Turnbull finally got angry, labels Shorten a 'parasite'
MALCOLM Turnbull delivered Bill Shorten a serious smackdown today as debate heated up on the Government's proposed social welfare reforms.
It seems the Prime Minister is sick of being called 'Mr Harbour-side Mansion'.
When the Opposition leader quizzed him on how many Australians would be worse off under the Government's proposed changes to family payments and push for corporate tax cuts, the PM cut lose.
He called Mr Shorten a "social-climbing" sycophant to Melbourne's billionaires and pointed out the former union leader had once noted the value of corporate tax cuts.
"There was never a union leader in Melbourne that tucked his knees under more billionaires' tables than the Leader of the Opposition - he lapped it up," Mr Turnbull said.
"He was such a sycophant, a social-climbing sycophant if ever there was one."
"He will say whatever suits his purpose from day to day - no consistency, no integrity," he continued.
"This sycophant, blowing hard in the House of Representatives, sucking hard in the living rooms of Melbourne - what a hypocrite."
Earlier Mr Shorten accused the government of reaching into the pockets of a million Australian families, rather than the big end of town, to make budget savings.
He moved a motion condemning Mr Turnbull for "being so out of touch that his hopelessly divided government punishes family, pensioners, carers and new mums while giving $50 billion handout to business and big banks". A fired-up prime minister didn't hold back, using Mr Shorten's "Mr Harbourside Mansion" reference to accuse the Labor leader of being a parasite who enjoyed drinking champagne with the likes of billionaire Richard Pratt. "He likes harbourside mansions, he is yearning for one, he is yearning to get into Kirribilli House - because somebody else pays for it," he said. "Just like he loved knocking back Dick Pratt's Cristal and looked forward to living at the expense of the taxpayer, this man is a parasite and has no respect for the taxpayer."

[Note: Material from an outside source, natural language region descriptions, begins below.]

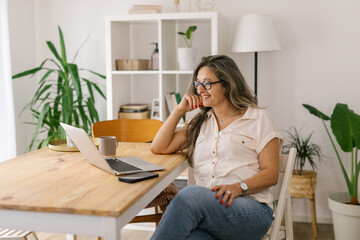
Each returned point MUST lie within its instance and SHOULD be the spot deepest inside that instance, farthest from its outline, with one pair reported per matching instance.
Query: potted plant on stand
(345, 125)
(303, 182)
(62, 96)
(187, 56)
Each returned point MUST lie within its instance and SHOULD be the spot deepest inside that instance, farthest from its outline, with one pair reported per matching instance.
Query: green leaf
(95, 73)
(46, 75)
(190, 30)
(73, 69)
(316, 112)
(53, 50)
(62, 45)
(28, 72)
(345, 125)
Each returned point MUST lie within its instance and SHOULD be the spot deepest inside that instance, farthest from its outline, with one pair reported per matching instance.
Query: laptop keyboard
(120, 166)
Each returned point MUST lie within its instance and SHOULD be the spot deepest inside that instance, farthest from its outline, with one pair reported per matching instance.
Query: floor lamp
(255, 33)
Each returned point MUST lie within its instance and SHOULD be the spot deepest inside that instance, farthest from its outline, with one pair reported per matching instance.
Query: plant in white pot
(345, 207)
(187, 56)
(63, 95)
(303, 182)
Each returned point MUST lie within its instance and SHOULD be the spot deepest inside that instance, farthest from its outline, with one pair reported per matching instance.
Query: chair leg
(156, 212)
(288, 219)
(313, 213)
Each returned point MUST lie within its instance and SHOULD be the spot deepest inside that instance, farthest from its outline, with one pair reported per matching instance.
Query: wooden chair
(131, 130)
(8, 234)
(282, 197)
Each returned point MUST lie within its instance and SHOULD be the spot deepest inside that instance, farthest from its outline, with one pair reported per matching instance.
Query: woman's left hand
(229, 192)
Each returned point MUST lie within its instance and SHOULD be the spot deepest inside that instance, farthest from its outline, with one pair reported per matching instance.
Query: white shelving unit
(130, 37)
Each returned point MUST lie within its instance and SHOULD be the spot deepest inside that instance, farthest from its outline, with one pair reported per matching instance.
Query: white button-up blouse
(231, 155)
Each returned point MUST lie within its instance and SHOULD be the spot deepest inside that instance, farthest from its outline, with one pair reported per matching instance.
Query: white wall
(318, 64)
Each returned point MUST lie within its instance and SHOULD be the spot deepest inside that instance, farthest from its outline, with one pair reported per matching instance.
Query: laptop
(116, 166)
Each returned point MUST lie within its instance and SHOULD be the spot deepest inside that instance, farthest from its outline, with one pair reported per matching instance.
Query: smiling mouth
(205, 97)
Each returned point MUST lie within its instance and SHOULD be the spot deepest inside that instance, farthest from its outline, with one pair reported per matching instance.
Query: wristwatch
(243, 187)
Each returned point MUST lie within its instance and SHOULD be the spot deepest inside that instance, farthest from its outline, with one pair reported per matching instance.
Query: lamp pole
(255, 73)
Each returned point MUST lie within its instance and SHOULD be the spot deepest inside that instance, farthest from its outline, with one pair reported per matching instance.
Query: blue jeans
(195, 213)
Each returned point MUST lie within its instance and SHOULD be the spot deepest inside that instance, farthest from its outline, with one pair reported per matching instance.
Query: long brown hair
(237, 92)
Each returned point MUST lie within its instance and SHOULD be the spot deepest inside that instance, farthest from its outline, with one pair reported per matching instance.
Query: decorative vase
(346, 217)
(186, 58)
(303, 186)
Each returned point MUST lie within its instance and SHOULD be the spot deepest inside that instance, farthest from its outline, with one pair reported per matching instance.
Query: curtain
(7, 114)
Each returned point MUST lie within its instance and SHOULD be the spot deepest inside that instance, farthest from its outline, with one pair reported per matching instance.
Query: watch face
(243, 186)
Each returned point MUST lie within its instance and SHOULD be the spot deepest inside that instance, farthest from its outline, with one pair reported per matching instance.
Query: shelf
(176, 72)
(135, 72)
(151, 72)
(130, 36)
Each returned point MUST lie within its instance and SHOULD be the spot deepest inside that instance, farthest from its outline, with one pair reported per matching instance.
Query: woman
(234, 150)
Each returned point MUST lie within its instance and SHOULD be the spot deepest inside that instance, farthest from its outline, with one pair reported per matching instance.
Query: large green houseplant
(345, 125)
(62, 96)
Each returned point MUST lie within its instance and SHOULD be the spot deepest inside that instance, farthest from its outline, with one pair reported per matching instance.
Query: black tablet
(136, 177)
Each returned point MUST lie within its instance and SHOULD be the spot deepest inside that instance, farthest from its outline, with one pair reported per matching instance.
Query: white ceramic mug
(108, 145)
(69, 142)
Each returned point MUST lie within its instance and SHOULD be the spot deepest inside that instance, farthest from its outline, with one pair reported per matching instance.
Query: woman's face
(214, 96)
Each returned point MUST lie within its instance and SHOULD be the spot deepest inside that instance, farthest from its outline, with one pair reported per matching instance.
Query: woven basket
(303, 186)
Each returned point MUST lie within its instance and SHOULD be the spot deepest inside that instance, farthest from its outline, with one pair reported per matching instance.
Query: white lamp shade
(255, 33)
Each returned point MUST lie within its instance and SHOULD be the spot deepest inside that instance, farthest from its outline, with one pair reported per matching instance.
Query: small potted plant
(303, 182)
(187, 56)
(345, 207)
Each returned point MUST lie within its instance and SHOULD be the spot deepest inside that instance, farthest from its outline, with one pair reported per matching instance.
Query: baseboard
(141, 226)
(308, 219)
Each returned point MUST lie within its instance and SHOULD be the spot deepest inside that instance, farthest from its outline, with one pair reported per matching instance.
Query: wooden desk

"This sycophant, blowing hard in the House of Representatives, sucking hard in the living rooms of Melbourne, what a hypocrite," the prime minister said. At issue was an omnibus bill the government introduced to parliament earlier on Wednesday.
The omnibus bill included a host of reforms which would deliver $5.5 billion in savings to repair the budget, according to the Prime Minister's announcement this morning.
"The key to the dishonesty of today's legislation is they want to stand there and pat themselves on the back, they want a bunch of flowers, probably give themselves the afternoon off because they say 'We are proposing legislative change in child care," Mr Shorten said.
"But there truth is in the numbers," he said.
"They are reducing what they pay to Australian families by $2.7 billion ever the next four years."